Let me rephrase your actual statement

Suppose $\{v_i\}_{i=1,...n}$ is a linearly independent set of a $\mathbb Z$-module (abelian group) $M$. Then $\{v_i \otimes 1\}$ is linearly independent in $M \otimes_\mathbb Z \mathbb C$.

This is the same as your question, as $\mathbb Z^n \otimes_\mathbb Z \mathbb C \cong \mathbb C^n$.

Any set $\{v_i\}_{i=1,...,n}$ of an $R$-module $N$ lifts to a homomorphism, say $\alpha_{\{v_i\}}$, $R^n \rightarrow M$, by $(a_1,...,a_n) \mapsto \sum_{i=1}^n a_i v_i$ (that is simply saying that $R^n$ is the free $R$-module on an $n$-element set). Linear independence of the set $\{v_i\}_{i=1,...n}$ is equivalent to injectivity of $\alpha$. Hence we're asking: Given an injective $\mathbb Z$ homomorphism $\alpha_{\{v_i\}}$, is $\alpha_{\{v_i \otimes 1\}} \cong \alpha \otimes_{\mathbb Z} \mathbb C$ injective?

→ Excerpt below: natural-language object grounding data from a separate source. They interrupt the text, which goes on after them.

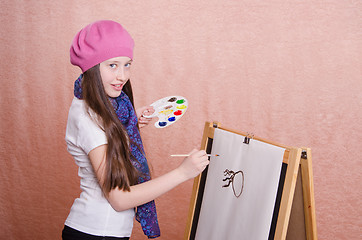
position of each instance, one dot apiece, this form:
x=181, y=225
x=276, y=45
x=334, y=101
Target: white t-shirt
x=91, y=212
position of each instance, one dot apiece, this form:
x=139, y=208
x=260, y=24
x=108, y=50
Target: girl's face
x=115, y=72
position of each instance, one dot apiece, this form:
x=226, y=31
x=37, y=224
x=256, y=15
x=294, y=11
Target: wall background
x=288, y=71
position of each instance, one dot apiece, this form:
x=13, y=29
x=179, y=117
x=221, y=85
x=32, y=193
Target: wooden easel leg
x=308, y=195
x=288, y=194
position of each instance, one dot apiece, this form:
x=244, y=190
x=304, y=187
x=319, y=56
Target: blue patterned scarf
x=146, y=214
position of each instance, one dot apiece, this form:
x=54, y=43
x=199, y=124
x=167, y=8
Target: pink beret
x=100, y=41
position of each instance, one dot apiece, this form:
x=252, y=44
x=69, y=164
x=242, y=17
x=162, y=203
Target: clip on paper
x=248, y=137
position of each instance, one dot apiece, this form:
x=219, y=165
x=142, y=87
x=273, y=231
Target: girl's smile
x=115, y=73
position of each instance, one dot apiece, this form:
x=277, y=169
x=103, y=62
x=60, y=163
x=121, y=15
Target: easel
x=296, y=182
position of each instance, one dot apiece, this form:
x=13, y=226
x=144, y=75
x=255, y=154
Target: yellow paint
x=166, y=112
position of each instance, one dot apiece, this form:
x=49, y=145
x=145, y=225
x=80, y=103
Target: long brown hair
x=119, y=171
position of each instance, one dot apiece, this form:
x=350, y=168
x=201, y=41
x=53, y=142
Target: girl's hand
x=194, y=164
x=144, y=111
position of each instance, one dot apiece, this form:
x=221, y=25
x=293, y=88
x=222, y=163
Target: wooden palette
x=168, y=110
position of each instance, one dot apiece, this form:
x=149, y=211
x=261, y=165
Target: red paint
x=178, y=112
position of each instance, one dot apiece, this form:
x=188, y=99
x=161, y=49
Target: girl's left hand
x=144, y=111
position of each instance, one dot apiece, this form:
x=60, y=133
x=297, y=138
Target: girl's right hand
x=194, y=164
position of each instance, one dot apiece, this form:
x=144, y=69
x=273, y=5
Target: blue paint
x=162, y=124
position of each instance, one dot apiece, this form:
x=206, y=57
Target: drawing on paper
x=236, y=179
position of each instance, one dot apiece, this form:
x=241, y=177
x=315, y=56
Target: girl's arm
x=142, y=193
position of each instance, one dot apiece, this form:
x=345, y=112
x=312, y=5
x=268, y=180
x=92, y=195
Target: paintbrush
x=186, y=155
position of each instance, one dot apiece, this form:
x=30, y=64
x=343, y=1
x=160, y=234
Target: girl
x=103, y=137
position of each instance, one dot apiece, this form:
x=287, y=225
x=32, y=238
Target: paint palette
x=168, y=110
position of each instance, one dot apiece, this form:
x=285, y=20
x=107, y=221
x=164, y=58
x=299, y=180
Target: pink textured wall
x=288, y=71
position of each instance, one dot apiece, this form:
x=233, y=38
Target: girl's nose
x=121, y=74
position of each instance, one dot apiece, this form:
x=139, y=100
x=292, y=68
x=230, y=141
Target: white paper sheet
x=249, y=216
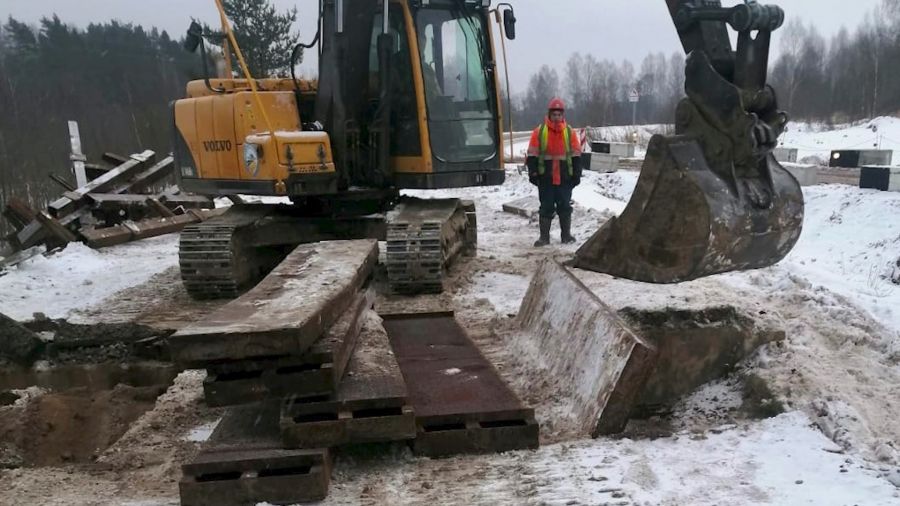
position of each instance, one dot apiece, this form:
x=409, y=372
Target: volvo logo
x=216, y=146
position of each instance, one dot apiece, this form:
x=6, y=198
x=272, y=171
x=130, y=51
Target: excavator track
x=423, y=238
x=214, y=263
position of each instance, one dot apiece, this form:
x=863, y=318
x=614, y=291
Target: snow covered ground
x=79, y=277
x=815, y=140
x=818, y=140
x=838, y=371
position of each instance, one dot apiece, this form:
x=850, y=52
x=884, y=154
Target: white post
x=77, y=156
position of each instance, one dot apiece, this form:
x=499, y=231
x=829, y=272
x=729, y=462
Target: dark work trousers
x=555, y=199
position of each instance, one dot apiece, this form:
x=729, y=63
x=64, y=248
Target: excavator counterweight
x=711, y=198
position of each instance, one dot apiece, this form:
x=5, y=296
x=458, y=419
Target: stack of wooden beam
x=107, y=205
x=305, y=365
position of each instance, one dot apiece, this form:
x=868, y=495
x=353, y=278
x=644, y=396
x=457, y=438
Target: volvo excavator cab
x=406, y=97
x=712, y=198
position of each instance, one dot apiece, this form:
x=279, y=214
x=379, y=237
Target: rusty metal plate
x=461, y=403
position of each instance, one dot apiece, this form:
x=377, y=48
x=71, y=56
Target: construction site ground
x=811, y=419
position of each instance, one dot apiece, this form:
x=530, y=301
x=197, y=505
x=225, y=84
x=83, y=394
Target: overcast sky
x=549, y=31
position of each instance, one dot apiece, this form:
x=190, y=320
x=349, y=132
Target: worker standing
x=554, y=156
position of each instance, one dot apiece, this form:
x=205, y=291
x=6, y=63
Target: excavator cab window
x=458, y=93
x=404, y=113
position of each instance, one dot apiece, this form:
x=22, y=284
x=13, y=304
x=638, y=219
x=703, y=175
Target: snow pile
x=79, y=276
x=850, y=244
x=818, y=140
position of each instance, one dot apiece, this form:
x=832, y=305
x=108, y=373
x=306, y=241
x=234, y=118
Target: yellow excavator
x=407, y=97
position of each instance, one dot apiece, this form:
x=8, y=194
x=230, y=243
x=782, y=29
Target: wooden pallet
x=370, y=406
x=317, y=372
x=244, y=464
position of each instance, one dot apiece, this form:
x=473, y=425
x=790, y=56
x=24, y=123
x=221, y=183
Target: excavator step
x=370, y=406
x=461, y=403
x=244, y=464
x=286, y=312
x=317, y=372
x=423, y=238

One of the definitions of flatness of a module $N$ is that $ - \otimes N$ maps injective maps to injective maps. Hence the answer to our question is yes if we know that $\mathbb C$ is flat over $\mathbb Z$. But that is the case, since $\mathbb Q$ is flat over $\mathbb Z$ (as every localization is flat) and $\mathbb C$ is flat over $\mathbb Q$ (as $\mathbb Q$ is already a field).